Train() method returns two arrays containing the loss values of the two models throughout training. We will assign these values to g_loss, and d_loss and plot them.
In [5]:
g_loss, d_loss = dcgan.train(epochs=epoch, batch_size=batch, save_interval=interval)
1 [D loss: 0.680393, acc.: 61.54%] [G loss: 0.732704] 2 [D loss: 0.654482, acc.: 60.98%] [G loss: 0.835647] 3 [D loss: 0.680507, acc.: 59.27%] [G loss: 0.832127] 4 [D loss: 0.667612, acc.: 61.23%] [G loss: 0.890128]
5 [D loss: 0.678923, acc.: 57.80%] [G loss: 0.878026]
6 [D loss: 0.669563, acc.: 59.07%] [G loss: 0.857507] 7 [D loss: 0.674293, acc.: 59.85%] [G loss: 0.880131] 8 [D loss: 0.667477, acc.: 58.76%] [G loss: 0.876913] 9 [D loss: 0.663820, acc.: 59.30%] [G loss: 0.891338]
10 [D loss: 0.659955, acc.: 59.45%] [G loss: 0.909291]
Plot Loss
plt.plot(g_loss) plt.plot(d_loss) plt.title('GAN Loss') plt.ylabel('Loss') plt.xlabel('Epoch') plt.legend(['Generator', 'Discriminator'], loc='upper left') plt.show()

Conclusion
This article provides you with a general framework of training a Generative Adversarial Network using Keras.
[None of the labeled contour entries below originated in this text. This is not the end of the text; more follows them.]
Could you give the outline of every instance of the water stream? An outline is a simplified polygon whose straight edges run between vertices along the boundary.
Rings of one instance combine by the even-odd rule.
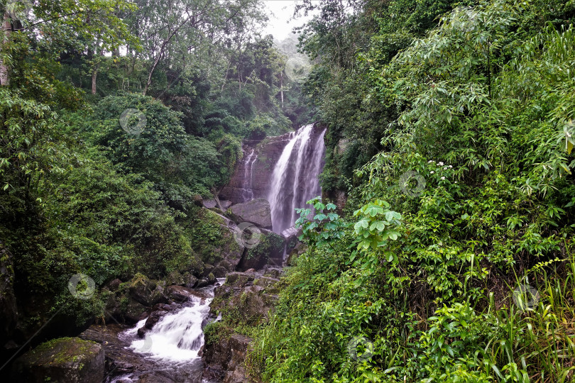
[[[290,133],[273,169],[268,199],[275,233],[291,227],[298,218],[295,209],[322,193],[317,176],[323,167],[326,130],[314,138],[313,129],[307,125]]]

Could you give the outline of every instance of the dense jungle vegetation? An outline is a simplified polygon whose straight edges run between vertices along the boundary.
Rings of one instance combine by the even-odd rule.
[[[349,198],[300,220],[252,373],[573,382],[575,3],[314,7],[304,91],[329,128],[324,195]]]
[[[99,294],[70,301],[75,273],[98,292],[137,273],[201,273],[220,228],[195,196],[226,184],[241,140],[309,120],[305,68],[260,33],[261,6],[0,1],[0,268],[19,316],[6,315],[3,346],[102,317]]]
[[[575,1],[303,0],[305,76],[258,33],[261,5],[0,0],[21,337],[102,315],[99,294],[58,309],[74,272],[202,268],[195,239],[217,233],[194,196],[226,184],[241,140],[318,121],[307,250],[270,321],[234,323],[253,379],[573,382]]]

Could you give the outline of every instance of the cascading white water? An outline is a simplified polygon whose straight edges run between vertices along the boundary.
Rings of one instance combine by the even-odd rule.
[[[251,187],[253,179],[253,164],[258,160],[258,155],[254,154],[255,151],[254,149],[251,150],[250,154],[246,157],[243,165],[243,182],[241,197],[243,199],[244,202],[253,199],[253,190]]]
[[[313,125],[307,125],[290,133],[273,169],[268,199],[275,233],[292,226],[297,218],[295,209],[322,192],[317,176],[325,151],[325,130],[313,139]]]
[[[222,283],[224,278],[219,278]],[[146,357],[165,362],[187,362],[199,358],[197,353],[204,344],[202,323],[209,313],[209,304],[214,296],[214,287],[202,289],[209,298],[190,296],[187,306],[163,316],[143,339],[138,338],[138,330],[148,319],[138,322],[136,327],[124,331],[121,338],[131,342],[130,348]]]
[[[130,348],[136,353],[166,361],[185,362],[199,357],[197,353],[204,344],[202,322],[209,312],[211,302],[212,299],[192,297],[191,306],[163,316],[143,339],[133,340]],[[126,331],[125,335],[135,337],[146,319]]]

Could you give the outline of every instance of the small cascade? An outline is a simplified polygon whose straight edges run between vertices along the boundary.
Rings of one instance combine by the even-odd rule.
[[[219,282],[224,280],[218,279]],[[186,306],[163,316],[143,339],[137,333],[147,318],[124,331],[121,338],[131,342],[130,348],[147,357],[171,362],[188,362],[199,358],[198,352],[204,344],[202,323],[209,313],[214,287],[202,291],[212,298],[190,296]]]
[[[317,138],[313,125],[307,125],[290,133],[275,164],[270,183],[270,201],[273,231],[281,233],[297,219],[296,208],[321,194],[317,178],[323,167],[325,130]]]
[[[253,164],[258,160],[258,155],[254,154],[255,151],[254,149],[251,150],[250,154],[246,156],[246,161],[243,164],[243,182],[241,196],[244,202],[253,199],[253,190],[251,187],[253,181]]]

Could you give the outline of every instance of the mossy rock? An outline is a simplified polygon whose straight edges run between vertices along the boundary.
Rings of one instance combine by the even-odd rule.
[[[100,383],[104,379],[104,349],[95,342],[60,338],[45,342],[18,358],[13,382]]]

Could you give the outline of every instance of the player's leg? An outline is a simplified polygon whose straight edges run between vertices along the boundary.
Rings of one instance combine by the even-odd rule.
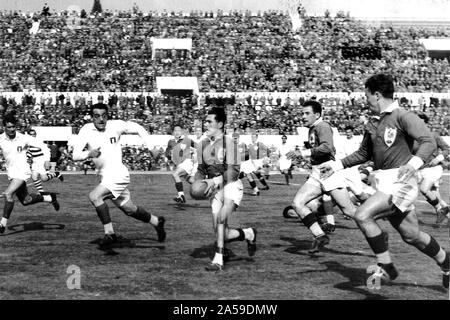
[[[5,232],[8,219],[14,209],[14,196],[16,191],[24,184],[23,180],[12,179],[9,181],[8,187],[3,192],[3,197],[5,198],[5,204],[3,206],[3,217],[0,221],[0,233]]]
[[[187,173],[183,168],[181,168],[181,166],[177,166],[175,171],[172,173],[172,178],[175,182],[175,189],[178,192],[178,195],[175,198],[173,198],[173,200],[178,203],[186,202],[186,197],[183,191],[183,182],[181,181],[181,176],[183,175],[187,175]]]
[[[449,253],[428,233],[419,229],[415,210],[400,212],[388,217],[392,226],[400,233],[403,241],[434,259],[443,272],[443,285],[448,288],[450,274]]]
[[[266,179],[264,179],[264,176],[261,174],[259,170],[254,172],[254,175],[256,178],[258,178],[259,182],[263,185],[263,188],[261,190],[269,190],[269,185],[266,182]]]
[[[45,173],[41,174],[41,180],[44,182],[50,181],[54,178],[58,178],[61,182],[64,181],[64,177],[61,174],[61,172],[59,172],[59,171],[55,171],[55,172],[46,171]]]
[[[253,175],[251,173],[247,173],[248,183],[250,183],[250,187],[253,189],[253,195],[259,196],[259,189],[256,186],[255,179],[253,179]]]
[[[119,197],[113,199],[112,201],[127,216],[144,223],[150,223],[156,230],[158,241],[164,242],[166,239],[166,231],[164,230],[164,223],[166,220],[164,217],[152,215],[143,207],[135,205],[131,200],[131,195],[128,188],[125,189]]]
[[[397,211],[391,198],[391,195],[377,191],[356,209],[354,219],[375,253],[380,268],[379,273],[382,274],[384,270],[389,278],[394,280],[398,272],[394,268],[389,253],[387,233],[383,232],[376,222],[376,219],[390,216]]]
[[[99,184],[89,193],[89,200],[97,212],[97,216],[103,224],[103,228],[105,231],[105,243],[108,242],[107,238],[109,236],[110,241],[114,242],[116,240],[115,233],[111,221],[111,216],[109,214],[109,207],[105,203],[105,199],[114,198],[112,192],[102,184]]]
[[[317,252],[321,247],[329,243],[329,238],[320,227],[317,216],[313,214],[307,203],[313,199],[322,196],[322,188],[316,179],[310,177],[303,186],[297,191],[292,201],[292,207],[297,215],[302,219],[303,224],[314,235],[315,241],[310,253]]]
[[[324,194],[322,196],[321,209],[325,215],[325,223],[321,224],[320,227],[325,233],[334,232],[336,229],[334,220],[334,202],[330,195]]]
[[[44,187],[42,186],[42,179],[40,173],[37,171],[32,171],[31,180],[33,180],[33,184],[37,192],[42,194],[44,192]]]

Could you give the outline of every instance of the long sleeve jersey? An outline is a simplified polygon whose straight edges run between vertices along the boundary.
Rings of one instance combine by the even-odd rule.
[[[195,180],[223,176],[225,185],[238,179],[241,155],[236,141],[222,135],[215,140],[203,140],[200,147]]]
[[[342,164],[352,167],[373,160],[375,169],[399,168],[413,157],[414,141],[418,143],[416,156],[426,163],[436,150],[433,135],[417,115],[394,102],[379,122],[366,130],[360,148],[342,159]]]

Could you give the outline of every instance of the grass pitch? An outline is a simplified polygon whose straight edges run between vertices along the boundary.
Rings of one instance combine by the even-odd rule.
[[[166,218],[167,240],[158,243],[150,225],[125,216],[111,204],[116,233],[133,240],[131,247],[101,251],[95,240],[103,228],[88,202],[98,183],[94,175],[66,175],[65,182],[44,185],[59,192],[61,210],[51,205],[23,207],[16,202],[8,230],[0,235],[0,299],[448,299],[441,287],[440,269],[433,260],[405,244],[395,230],[388,231],[391,254],[400,276],[381,289],[369,289],[366,268],[375,263],[355,223],[336,216],[331,243],[319,254],[307,250],[312,236],[303,224],[284,219],[305,177],[295,185],[271,176],[271,189],[244,199],[230,219],[231,226],[258,229],[258,251],[248,257],[245,242],[230,244],[235,256],[221,273],[204,270],[213,255],[213,232],[208,201],[189,197],[175,204],[175,188],[168,175],[132,175],[132,199],[149,212]],[[450,198],[449,176],[441,194]],[[0,177],[5,189],[6,176]],[[448,226],[436,228],[431,206],[417,202],[424,231],[449,249]],[[94,242],[94,243],[92,243]],[[72,266],[72,267],[71,267]],[[71,268],[81,271],[80,289],[69,289]],[[69,270],[68,270],[69,268]]]

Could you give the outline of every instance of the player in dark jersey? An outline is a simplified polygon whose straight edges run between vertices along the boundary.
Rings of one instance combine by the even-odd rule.
[[[419,118],[428,124],[428,117],[420,113]],[[427,202],[436,209],[436,223],[440,224],[450,212],[450,206],[442,199],[439,193],[439,180],[442,177],[444,168],[442,162],[449,157],[450,146],[442,139],[437,132],[431,132],[436,140],[437,149],[430,162],[424,164],[419,170],[419,189],[425,196]],[[418,149],[418,143],[414,142],[413,152]]]
[[[315,239],[309,252],[316,253],[327,245],[330,239],[320,227],[316,215],[312,214],[307,205],[308,202],[328,194],[345,215],[353,217],[356,209],[350,201],[344,179],[339,174],[331,175],[326,179],[320,177],[318,166],[328,160],[334,160],[336,150],[333,145],[332,128],[330,124],[322,120],[322,105],[319,102],[309,100],[304,103],[303,122],[309,127],[307,146],[311,153],[312,172],[297,191],[292,207],[314,235]]]
[[[181,178],[191,184],[194,182],[194,162],[192,160],[191,148],[195,147],[195,143],[188,136],[184,135],[183,131],[180,124],[173,127],[174,138],[169,140],[166,149],[167,159],[176,165],[172,177],[175,181],[175,189],[178,195],[173,200],[178,203],[186,202]]]
[[[28,134],[36,138],[36,130],[28,130]],[[42,182],[50,181],[53,178],[58,178],[61,182],[64,181],[64,177],[59,171],[47,171],[45,168],[45,161],[49,160],[50,150],[47,145],[30,146],[27,150],[27,159],[31,167],[31,179],[38,193],[44,194],[44,187]]]
[[[211,199],[213,227],[216,236],[215,255],[206,267],[208,271],[223,270],[225,243],[247,240],[250,256],[256,251],[256,229],[228,227],[228,217],[240,205],[243,196],[242,181],[239,180],[240,155],[237,143],[224,135],[225,111],[213,107],[206,117],[206,135],[197,150],[198,170],[195,180],[208,184],[205,194]]]
[[[417,115],[399,107],[394,100],[392,77],[377,74],[365,83],[371,111],[380,115],[374,130],[365,132],[358,151],[342,160],[322,164],[323,175],[373,160],[372,186],[377,192],[356,211],[355,221],[377,257],[375,275],[394,280],[398,272],[392,263],[387,233],[376,219],[387,218],[403,241],[433,258],[443,272],[443,285],[449,283],[449,253],[429,234],[419,229],[413,202],[418,195],[417,170],[430,161],[436,142],[425,123]],[[418,149],[413,154],[413,143]]]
You will be able to create your own generative models with your own datasets using this script. The full version of this code can be found here. The script is currently configured for 64×64 images.If you want to train using datasets with images of a different size, you will need to adjust the img_dimensions parameter and adjust the amount UpSampling2D and MaxPooling2D layers accordingly.
Once you have trained a model you are satisfied with, you can use the PCA GAN Inference script to generate outputs and analyze your results. This script will also provide you with code to create GIFs of walking through the latent space of the Generator model such as the ones provided at the beginning of the article.
You can also use the Model Visualization script to get a look at what is happening inside each convolutional layer when your modelmakes a prediction.